In FIG. 9 there is illustrated an alternative container 12' which embodies the present invention, having container dividing means of a different configuration. Here, the container dividing heat seal 32' is angular. Passive mixing is still facilitated and a positive check for homogenous solution achievement is still provided. The top and bottom portions do not include columnar-like segments however, so that the discrepancy between the solution levels in the two chambers is not as great during the mixing steps as with the container 12.

In FIG. 10 there is shown a second modification of the invention. A container 84 includes upper chamber 34', lower chamber 36' and middle chamber 86. In such a container configuration three different supply solutions may be stored. Depending on the desired order for forming the homogenous solution, the contents of upper and middle chambers 34', 86 may be mixed first by opening closure means 88, 90 and then mixing the resulting mixture with the contents of the lower chamber 36' by opening closure means 92, 94. Alternatively, all closure means 88, 90, 92, 94 may be opened at the same time before proceeding with the passive mixing steps.

While several embodiments of the present invention have been described in detail herein and shown in the accompanying drawings, it will be evident that various further modifications are possible without departing from the scope of the invention.

DESCRIPTION OF THE DRAWINGS

FIG. 1 is a perspective view of the container of my invention.

FIG. 2 is a cross-sectional view taken at line 2--2 in FIG. 1.

FIG. 3 is a fragmentary perspective view illustrating the procedure for opening the valves while maintaining a closed system.

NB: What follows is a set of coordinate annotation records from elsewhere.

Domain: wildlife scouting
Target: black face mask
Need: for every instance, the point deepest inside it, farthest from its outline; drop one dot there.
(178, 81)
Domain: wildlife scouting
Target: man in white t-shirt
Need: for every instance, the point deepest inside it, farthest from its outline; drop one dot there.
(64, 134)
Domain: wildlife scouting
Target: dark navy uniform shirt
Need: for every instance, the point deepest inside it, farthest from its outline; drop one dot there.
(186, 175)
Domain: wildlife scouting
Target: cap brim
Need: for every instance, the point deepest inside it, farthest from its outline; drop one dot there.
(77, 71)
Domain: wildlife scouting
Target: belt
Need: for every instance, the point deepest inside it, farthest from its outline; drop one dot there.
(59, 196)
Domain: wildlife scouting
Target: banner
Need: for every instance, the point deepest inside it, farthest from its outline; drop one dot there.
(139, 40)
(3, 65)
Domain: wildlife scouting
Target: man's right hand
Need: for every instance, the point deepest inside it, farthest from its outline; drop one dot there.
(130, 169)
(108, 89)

FIG. 4 is a front elevational view of the container during passive mixing, illustrating fluid flow through both valves.

FIG. 5 is a front elevational view of the container in an equilibrium state after mixing but before a homogenous solution is achieved.

FIG. 6 is a front elevational view after mixing wherein fluid flow has occured through only one valve, before a homogenous solution has been achieved.

FIG. 7 is a front elevational view illustrating solution mixing with the bag in an inverted position.

FIG. 8 illustrates the container after complete mixture such that a homogenous solution is achieved.

FIG. 9 is an alternate embodiment of my invention, having a different chamber configuration.

FIG. 10 is a further alternate embodiment of my invention illustrating a container having three selectively communicating chambers.

FIG. 11 is a perspective view of a breakaway valve used in the container.